Апокриф апокрифу рознь.
Извиняюсь за офф, но сходила тут в кулинарный форум, заценить перепелиный конкурс - чутка не слопала свой собственный язык!
c
crataegus
Я б ни в жизнь не хотела, чтобы кто-то читал мои черновики - мне бы за них было стыдно.
а чего стыдиться? это ж рабочий процесс... глядя на них, понимаешь, как ценно то, что получилось в результате.
c
crataegus
Извиняюсь за офф, но сходила тут в кулинарный форум
это, к стати, очень по-булгаковски как он еду описывает, это нечто
c
crataegus
обалдеть просто
хорошо, что ужин уже почти готов
обалдеть просто хорошо, что ужин уже почти готов
Здорово, да?! :о)))) А у мню вот ужин еще не готов!
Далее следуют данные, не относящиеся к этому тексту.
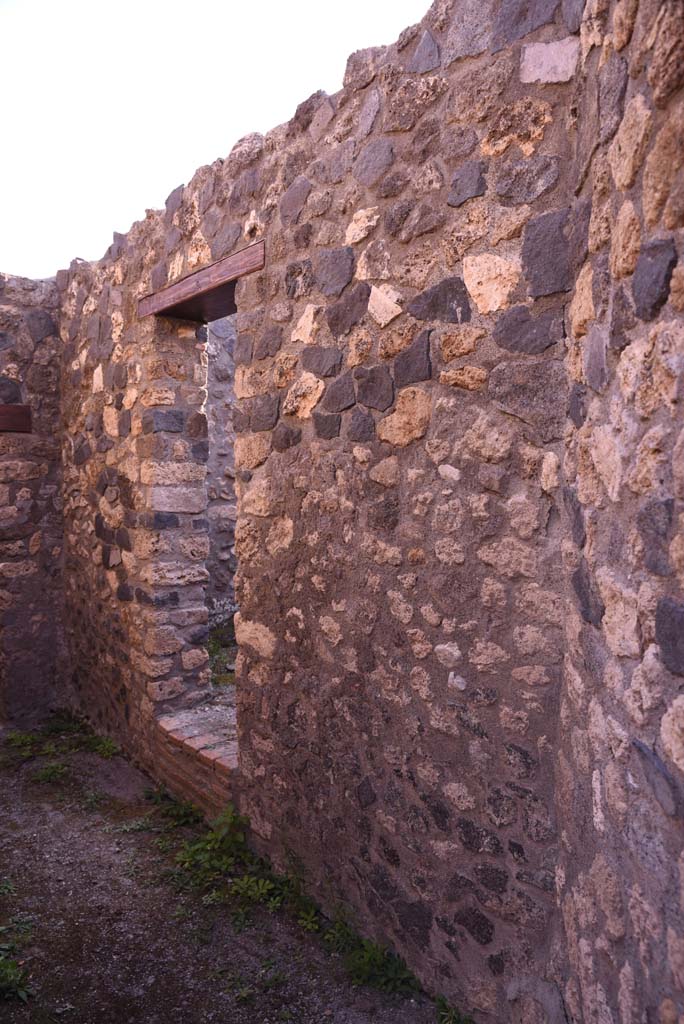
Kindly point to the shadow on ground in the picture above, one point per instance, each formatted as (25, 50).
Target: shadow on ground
(90, 913)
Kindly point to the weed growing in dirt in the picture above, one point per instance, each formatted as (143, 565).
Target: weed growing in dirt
(50, 773)
(13, 979)
(221, 649)
(176, 812)
(449, 1015)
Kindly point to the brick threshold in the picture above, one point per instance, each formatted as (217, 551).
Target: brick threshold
(196, 754)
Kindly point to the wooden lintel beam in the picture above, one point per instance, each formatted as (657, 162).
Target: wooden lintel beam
(15, 419)
(193, 295)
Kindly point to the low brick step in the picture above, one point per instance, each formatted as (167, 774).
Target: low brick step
(197, 755)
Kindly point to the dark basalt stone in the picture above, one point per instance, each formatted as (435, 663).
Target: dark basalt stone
(426, 56)
(375, 388)
(517, 18)
(10, 392)
(339, 394)
(654, 524)
(650, 285)
(298, 279)
(535, 392)
(468, 182)
(322, 361)
(268, 343)
(670, 634)
(415, 919)
(591, 605)
(446, 302)
(40, 325)
(494, 879)
(349, 309)
(518, 331)
(375, 160)
(334, 269)
(263, 413)
(525, 180)
(576, 404)
(612, 86)
(572, 11)
(361, 426)
(327, 427)
(546, 254)
(413, 364)
(474, 922)
(366, 794)
(396, 215)
(224, 240)
(476, 839)
(285, 437)
(293, 201)
(392, 184)
(155, 420)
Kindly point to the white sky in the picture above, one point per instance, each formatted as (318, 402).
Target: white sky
(107, 107)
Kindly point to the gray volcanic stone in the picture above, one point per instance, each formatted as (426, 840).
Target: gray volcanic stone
(374, 387)
(361, 426)
(327, 427)
(468, 181)
(339, 394)
(474, 922)
(322, 361)
(518, 17)
(446, 301)
(547, 255)
(612, 86)
(285, 437)
(535, 392)
(594, 358)
(224, 240)
(298, 279)
(268, 343)
(670, 634)
(471, 32)
(348, 310)
(334, 269)
(525, 180)
(622, 320)
(293, 201)
(263, 413)
(518, 331)
(40, 325)
(654, 524)
(413, 364)
(591, 606)
(10, 392)
(426, 56)
(374, 161)
(576, 404)
(650, 285)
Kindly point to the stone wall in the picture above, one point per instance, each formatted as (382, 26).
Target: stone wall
(221, 471)
(30, 502)
(459, 476)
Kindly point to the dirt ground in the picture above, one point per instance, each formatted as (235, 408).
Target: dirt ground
(105, 936)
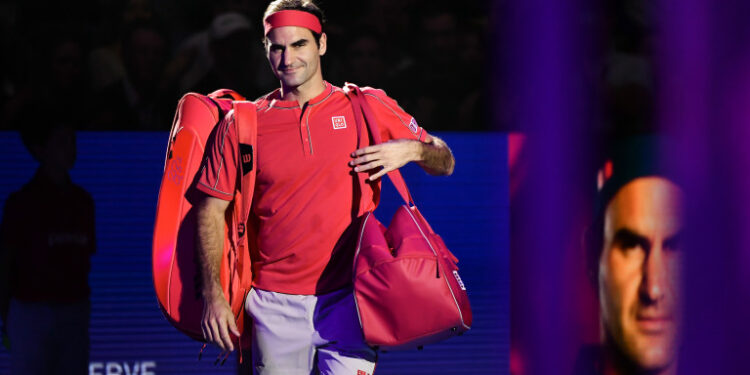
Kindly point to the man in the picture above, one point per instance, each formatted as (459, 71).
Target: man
(635, 260)
(301, 305)
(47, 238)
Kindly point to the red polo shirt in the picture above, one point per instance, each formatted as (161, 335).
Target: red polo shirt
(304, 190)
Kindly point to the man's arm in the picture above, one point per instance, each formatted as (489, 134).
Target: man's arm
(218, 320)
(433, 155)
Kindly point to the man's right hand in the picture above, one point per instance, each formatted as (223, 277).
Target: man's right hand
(218, 322)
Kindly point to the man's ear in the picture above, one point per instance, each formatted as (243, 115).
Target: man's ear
(323, 44)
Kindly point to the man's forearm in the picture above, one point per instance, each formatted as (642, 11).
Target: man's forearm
(210, 249)
(436, 158)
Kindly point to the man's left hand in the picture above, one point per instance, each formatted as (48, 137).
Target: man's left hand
(386, 156)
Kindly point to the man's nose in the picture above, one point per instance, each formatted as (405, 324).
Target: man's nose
(287, 57)
(656, 275)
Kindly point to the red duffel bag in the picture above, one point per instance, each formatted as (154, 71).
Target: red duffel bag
(406, 285)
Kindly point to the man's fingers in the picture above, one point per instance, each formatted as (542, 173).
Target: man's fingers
(366, 150)
(207, 332)
(368, 166)
(233, 327)
(363, 159)
(379, 174)
(224, 337)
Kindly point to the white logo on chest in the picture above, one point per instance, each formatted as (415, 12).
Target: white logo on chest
(338, 122)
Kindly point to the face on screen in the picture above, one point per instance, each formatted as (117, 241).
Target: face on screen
(639, 272)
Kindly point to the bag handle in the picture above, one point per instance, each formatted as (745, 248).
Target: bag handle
(245, 114)
(226, 92)
(360, 107)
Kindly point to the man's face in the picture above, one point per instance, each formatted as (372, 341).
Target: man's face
(639, 272)
(294, 56)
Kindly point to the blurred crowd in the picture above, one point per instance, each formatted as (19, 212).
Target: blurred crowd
(124, 64)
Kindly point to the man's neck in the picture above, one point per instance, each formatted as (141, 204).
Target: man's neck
(304, 92)
(615, 364)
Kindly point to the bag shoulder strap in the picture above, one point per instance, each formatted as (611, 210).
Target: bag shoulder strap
(360, 107)
(246, 118)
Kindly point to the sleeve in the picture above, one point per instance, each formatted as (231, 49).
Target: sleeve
(218, 174)
(393, 121)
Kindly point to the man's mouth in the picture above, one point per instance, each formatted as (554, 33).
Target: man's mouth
(654, 323)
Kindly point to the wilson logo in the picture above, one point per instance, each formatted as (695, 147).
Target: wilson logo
(413, 125)
(458, 278)
(339, 122)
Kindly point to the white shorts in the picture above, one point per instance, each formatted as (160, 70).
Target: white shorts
(305, 334)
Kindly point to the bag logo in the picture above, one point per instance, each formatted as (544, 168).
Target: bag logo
(413, 125)
(246, 156)
(339, 122)
(176, 171)
(458, 278)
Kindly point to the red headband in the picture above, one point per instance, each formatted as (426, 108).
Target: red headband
(292, 18)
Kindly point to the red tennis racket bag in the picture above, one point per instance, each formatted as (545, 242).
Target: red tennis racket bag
(406, 285)
(176, 270)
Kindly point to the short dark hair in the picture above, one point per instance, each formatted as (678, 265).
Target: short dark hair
(304, 5)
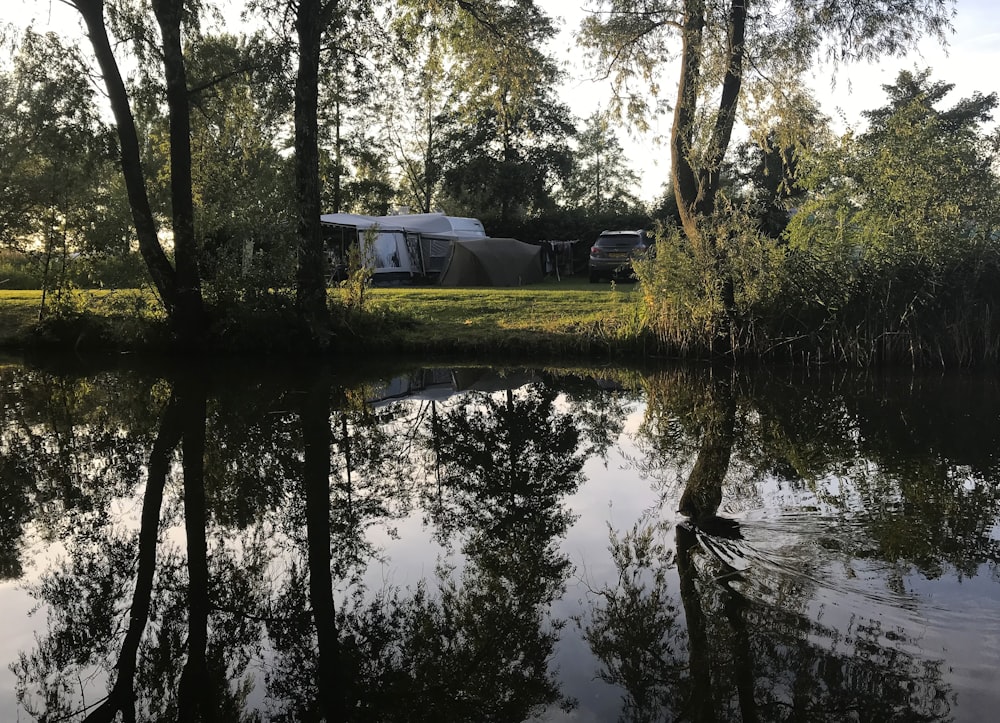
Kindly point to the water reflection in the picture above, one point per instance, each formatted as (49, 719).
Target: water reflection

Мало того: муж зашел за мной на работу, так еще и ему показала!
Ну, вот, хоть тутошний пример. Мастерский Булгаков, пронзенный стрелами недоумения читателя, познакомившегося с черновиками - и вышло грустно....
Мне не нравится, когда обонятельное восприятие описывают терминами слухового восприятия.
"Слышать запах" - б-р-р!
"Слышать запах" - б-р-р!
"Слышать запах" - б-р-р!
Ой, самой слух режет до корчи, когда говорят, что слышат запах - тот жупел косноязычия, который всегда был невыносим. Но тут как раз меня и поразила неожиданная музыкальность и даже поэтическая законченность этой фразы. Лишний раз понимаю, что мастер в состоянии развернуть реки.
Дон! Дон! Папа мне сказал, штобы я скинула арендную плату на стописят, а я хозяина дожала до двухсот!
c
crataegus
Ой, самой слух режет до корчи, когда говорят, что слышат запах
Мне не нравится, когда обонятельное восприятие описывают терминами слухового восприятия.
нравится- не нравится, а люди так говорят (и я в том числе); ИМХО, писатель не обязан соблюдать "стилистические приличия", иной раз стилистическая неряшливость очень уместна и передает тыщу оттенков, которые не передать грамотной речью.
иной раз стилистическая неряшливость очень уместна и передает тыщу оттенков, которые не передать грамотной речью.
Я бы не назвала сие стилистической неряшливостью. :о))) Это чувствование языка.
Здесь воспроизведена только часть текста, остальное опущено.